The processing of the fuel is carried out as in Example 4. The burn rate at 20 ° C and 120 bar is 10.5 mm / s and the pressure exponent is 0.37.

Example 6

27.301% calcium nitrate

39.099% ammonium perchlorate

18,000% aluminum

8.874% hydroxyl terminated polybutadiene

3.503% plasticizer

1.723% diisocyanate

1,500% burn moderator

To clarify the quality and handling safety of the proposed fuels are given in Table III for their mechanical properties and in Table IV shows their safety values.

Table III

Mechanical properties of CTPB or HTPB solid propellants

2) -40X (σ / ε) « (σ / ε) _β + 20 ° C. (ole) R (ο / ε) β + 50X (σ / ε) « (Olf) B density E ₀ 2.26 / 67 2.35 / 51 Eo 0.70 / 82 0.74 / 65 Eo 0.54 / 87 0.55 / 72 g / cm ³ CTPB-FTS 4) 13.9 1.86 1.28 1,798 (according to the example 1.47 / 80 1.67 / 50 0.54 / 67 0.57 / 61 0.45 / 64 0.46 / 58 HTPB-FTS 5.59 1.37 1.08 1,800 (according to the example

Explanation:

CTPB = carboxyl-terminated polybutadiene.

HTPB = hydroxyl terminated polybutadiene.

FTS = solid rocket propellant.

Eo = modulus of elasticity in N / mm ² at 0% elongation.

ο = tensile strength R at break in N / mm ² .

ε = elongation B at maximum tensile strength in%

Table IV

Safety values of CTPB or HTPB solid propellants (on three tests each)

Sensitivity to friction 4 kg 6 kg

8 kg impact sensitivity

24.5 J 29.4 J 36.8 J

39.2

49.0]

CTPB-FTS
(according to example 2)
HTPB-FTS
(according to example 4)
Comparison AGVs *) none

reaction

no reaction no reaction

Crackle

Crackle no reaction Crackle no reaction

no explo-

Reaction sion

explosion

explosion

·) Consists of 66.4% ammonium perchlorate, 9.9% carboxyl-terminated polybutadiene, 18.0% aluminum. 3.5% plasticizer, 0.5% hardener and 1.6% combustion moderator.
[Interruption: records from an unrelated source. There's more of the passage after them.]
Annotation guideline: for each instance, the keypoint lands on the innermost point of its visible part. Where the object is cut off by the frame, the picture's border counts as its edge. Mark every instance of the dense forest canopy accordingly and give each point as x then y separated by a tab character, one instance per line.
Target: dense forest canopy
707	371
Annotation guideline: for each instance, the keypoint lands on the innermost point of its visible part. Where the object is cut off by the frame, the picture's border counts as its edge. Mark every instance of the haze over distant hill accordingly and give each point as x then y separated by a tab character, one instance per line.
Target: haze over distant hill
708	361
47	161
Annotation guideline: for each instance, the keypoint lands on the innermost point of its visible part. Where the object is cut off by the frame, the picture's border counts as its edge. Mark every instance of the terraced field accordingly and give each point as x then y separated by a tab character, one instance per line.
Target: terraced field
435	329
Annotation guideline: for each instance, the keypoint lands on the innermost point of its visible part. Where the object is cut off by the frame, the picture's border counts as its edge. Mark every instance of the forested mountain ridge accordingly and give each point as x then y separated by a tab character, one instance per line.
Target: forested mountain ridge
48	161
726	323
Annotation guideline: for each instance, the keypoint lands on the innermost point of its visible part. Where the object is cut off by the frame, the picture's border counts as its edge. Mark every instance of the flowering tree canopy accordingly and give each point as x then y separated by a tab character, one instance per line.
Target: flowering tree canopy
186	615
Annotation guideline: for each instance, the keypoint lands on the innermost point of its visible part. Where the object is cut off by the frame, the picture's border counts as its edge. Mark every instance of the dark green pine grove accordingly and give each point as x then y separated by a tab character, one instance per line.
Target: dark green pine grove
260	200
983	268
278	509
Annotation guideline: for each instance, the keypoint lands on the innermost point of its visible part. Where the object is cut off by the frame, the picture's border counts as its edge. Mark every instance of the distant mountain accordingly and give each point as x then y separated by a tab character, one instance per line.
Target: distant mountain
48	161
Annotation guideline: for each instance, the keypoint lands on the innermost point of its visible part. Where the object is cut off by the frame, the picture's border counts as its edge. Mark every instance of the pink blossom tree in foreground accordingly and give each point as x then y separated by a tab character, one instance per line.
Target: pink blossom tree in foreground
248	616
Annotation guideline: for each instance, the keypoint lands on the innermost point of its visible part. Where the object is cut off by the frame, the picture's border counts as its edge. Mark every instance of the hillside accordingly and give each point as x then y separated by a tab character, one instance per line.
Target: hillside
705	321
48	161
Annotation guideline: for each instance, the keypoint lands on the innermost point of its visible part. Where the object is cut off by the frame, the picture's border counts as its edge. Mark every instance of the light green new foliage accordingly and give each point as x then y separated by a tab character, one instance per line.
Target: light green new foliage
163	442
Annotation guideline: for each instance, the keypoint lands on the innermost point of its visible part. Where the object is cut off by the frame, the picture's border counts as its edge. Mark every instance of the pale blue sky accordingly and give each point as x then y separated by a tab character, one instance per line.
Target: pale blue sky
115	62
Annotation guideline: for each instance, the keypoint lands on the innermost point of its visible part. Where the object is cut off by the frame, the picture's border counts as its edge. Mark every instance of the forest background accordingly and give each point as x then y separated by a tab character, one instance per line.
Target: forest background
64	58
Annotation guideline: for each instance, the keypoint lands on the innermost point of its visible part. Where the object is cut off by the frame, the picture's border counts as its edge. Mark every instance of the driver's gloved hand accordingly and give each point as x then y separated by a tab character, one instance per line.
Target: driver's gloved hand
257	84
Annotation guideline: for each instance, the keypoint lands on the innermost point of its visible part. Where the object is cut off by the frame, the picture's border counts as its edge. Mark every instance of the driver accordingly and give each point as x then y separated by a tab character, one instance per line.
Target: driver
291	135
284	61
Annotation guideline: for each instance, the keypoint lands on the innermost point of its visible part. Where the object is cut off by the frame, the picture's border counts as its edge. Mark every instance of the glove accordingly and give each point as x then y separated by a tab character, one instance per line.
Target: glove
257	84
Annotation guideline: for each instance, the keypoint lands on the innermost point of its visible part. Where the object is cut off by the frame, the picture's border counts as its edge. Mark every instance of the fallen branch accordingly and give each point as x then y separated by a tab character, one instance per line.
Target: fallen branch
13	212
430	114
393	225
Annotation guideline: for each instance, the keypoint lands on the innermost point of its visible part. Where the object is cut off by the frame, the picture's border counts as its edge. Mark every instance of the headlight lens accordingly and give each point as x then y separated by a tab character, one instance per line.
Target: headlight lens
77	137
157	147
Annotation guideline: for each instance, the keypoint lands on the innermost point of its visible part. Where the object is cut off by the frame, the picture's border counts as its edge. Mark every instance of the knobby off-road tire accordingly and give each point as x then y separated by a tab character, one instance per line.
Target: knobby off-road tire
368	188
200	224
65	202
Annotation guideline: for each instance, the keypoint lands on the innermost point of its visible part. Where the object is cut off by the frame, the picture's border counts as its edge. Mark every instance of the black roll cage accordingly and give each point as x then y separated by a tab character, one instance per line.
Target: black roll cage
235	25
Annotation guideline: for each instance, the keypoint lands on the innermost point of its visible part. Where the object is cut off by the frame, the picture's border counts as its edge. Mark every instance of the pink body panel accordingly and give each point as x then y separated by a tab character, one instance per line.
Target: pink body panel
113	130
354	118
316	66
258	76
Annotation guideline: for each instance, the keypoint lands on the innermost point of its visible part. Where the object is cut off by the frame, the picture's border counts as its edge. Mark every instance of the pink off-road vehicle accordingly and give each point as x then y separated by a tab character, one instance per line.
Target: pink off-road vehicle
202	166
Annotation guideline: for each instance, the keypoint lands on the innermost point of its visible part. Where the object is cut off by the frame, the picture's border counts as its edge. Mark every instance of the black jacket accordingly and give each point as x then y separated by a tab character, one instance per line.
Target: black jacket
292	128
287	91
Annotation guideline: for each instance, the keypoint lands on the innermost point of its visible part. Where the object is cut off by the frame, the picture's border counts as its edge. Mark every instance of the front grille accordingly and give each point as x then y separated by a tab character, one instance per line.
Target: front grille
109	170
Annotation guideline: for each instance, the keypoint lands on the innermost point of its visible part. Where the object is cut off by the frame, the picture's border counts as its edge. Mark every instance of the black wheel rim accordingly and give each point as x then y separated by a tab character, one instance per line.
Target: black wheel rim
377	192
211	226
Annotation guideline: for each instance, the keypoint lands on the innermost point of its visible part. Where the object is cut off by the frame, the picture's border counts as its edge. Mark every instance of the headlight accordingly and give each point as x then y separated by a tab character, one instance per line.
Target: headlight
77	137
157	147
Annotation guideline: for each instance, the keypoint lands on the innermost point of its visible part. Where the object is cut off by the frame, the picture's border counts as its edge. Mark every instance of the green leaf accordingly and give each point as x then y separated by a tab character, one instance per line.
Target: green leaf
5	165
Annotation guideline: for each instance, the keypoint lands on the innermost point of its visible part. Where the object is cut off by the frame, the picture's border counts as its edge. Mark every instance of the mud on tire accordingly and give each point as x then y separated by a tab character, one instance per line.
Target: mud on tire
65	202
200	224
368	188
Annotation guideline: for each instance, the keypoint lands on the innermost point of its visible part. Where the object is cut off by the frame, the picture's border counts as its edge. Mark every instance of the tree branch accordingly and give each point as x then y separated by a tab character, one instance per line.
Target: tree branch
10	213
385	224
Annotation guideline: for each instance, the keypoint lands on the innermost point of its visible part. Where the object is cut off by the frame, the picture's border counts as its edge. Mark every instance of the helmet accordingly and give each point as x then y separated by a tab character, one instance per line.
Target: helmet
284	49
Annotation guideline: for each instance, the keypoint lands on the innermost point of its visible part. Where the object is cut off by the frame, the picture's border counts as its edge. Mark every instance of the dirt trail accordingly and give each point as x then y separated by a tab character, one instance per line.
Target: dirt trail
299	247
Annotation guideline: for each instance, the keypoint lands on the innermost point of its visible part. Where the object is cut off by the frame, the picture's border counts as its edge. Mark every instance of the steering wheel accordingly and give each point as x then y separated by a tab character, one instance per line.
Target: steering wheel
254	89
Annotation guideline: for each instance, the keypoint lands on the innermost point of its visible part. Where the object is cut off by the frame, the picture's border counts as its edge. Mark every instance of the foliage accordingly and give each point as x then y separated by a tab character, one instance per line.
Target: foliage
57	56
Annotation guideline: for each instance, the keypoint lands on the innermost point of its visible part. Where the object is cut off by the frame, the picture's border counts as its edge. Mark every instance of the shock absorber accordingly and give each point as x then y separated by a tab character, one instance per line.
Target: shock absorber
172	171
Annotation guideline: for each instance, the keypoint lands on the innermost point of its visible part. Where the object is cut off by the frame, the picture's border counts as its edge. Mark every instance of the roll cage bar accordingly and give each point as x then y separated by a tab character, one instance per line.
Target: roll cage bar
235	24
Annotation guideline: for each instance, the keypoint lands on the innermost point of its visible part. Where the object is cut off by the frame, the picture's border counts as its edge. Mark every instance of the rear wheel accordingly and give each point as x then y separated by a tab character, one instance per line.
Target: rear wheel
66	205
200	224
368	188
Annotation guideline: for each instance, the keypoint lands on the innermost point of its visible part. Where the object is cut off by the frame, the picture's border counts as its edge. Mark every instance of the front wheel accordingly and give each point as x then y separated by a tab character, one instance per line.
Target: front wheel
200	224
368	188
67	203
The mechanical properties in Table III represent values for fuels as in the examples are described, represent; You can of course in wide areas, according to the respective requirements, can be varied.
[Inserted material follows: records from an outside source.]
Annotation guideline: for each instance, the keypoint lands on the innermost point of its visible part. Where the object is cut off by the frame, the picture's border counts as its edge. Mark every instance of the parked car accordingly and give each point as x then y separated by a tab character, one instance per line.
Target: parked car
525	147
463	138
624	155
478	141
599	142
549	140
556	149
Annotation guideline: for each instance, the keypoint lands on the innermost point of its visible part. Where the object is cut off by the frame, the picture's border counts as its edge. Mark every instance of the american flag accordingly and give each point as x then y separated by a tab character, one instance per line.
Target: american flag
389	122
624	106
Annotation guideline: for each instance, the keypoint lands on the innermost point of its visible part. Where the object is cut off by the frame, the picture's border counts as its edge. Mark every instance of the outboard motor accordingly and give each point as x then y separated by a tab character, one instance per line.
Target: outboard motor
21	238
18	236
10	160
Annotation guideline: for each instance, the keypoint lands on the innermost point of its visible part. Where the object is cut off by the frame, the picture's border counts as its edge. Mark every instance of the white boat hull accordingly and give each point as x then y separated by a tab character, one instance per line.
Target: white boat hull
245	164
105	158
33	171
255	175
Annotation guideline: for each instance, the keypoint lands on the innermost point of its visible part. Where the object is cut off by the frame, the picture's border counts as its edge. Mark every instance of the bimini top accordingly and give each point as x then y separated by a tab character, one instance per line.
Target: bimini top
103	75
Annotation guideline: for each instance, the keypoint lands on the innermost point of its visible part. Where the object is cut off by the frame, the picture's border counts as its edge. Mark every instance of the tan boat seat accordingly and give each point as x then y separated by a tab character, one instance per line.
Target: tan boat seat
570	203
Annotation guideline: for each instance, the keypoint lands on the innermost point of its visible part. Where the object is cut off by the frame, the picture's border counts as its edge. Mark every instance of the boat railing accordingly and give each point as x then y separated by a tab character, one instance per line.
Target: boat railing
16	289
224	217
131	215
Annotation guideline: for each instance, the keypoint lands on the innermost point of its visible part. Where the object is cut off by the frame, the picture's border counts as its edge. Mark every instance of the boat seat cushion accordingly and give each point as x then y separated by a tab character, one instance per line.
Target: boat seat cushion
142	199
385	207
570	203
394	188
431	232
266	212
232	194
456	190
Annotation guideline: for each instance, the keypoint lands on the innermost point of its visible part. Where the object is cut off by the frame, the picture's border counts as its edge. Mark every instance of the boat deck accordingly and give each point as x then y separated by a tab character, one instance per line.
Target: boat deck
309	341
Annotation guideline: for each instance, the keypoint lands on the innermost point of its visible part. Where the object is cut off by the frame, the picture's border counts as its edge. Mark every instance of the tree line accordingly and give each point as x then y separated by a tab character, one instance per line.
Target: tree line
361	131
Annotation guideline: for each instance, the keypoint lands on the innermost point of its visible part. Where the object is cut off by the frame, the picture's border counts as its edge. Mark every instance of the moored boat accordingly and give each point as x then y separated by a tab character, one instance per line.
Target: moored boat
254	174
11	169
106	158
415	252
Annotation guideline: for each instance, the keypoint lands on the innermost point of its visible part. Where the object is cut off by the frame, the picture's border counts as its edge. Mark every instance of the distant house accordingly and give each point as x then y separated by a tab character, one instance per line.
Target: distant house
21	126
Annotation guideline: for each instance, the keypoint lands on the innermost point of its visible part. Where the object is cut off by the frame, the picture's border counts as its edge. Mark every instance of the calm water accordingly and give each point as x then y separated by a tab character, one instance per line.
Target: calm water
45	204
The composite fuels on which the invention is based have been used in engines of various sizes burned down. In addition to the proof of a stable burn and the erosibility of the fuel was able to use various analytical methods, such as infrared spectroscopy (I R), nuclear magnetic resonance spectroscopy (NMR) and wet chemical analysis, no hydrochloric acid or hydrogen chloride gas can be found.

Claims (4)

Patent claims: 1. Composite solid propellant with stable combustion made of ammonium perchlorate, polymer! Binder, hardener, Plasticizers and burn moderators, characterized in that as a further Oxidation salt at least one alkali and / or alkaline earth nitrate is present and the binder is off telomeric polybutadienes or copolymers of butadiene and acrylonitrile and functional groups consists. 2. composite solid propellant according to claim 1, characterized in that the ratio of Equivalent weights of perchlorate to nitrate are 1: 1 to 1: 1.2, preferably 1: 1 to 1: 1.05. 3. composite solid propellant according to claim 1 and 2, characterized in that one or more Light metals and / or their alloys in finely divided form in amounts of 0 to 25% by weight, preferably from 16 to 20% by weight, are present. 4. composite solid propellant according to claims 1 to 3, characterized in that the or the light metals and / or their alloys have a grain size of 5 to 30 μm, preferably 5 to 15 μπι have.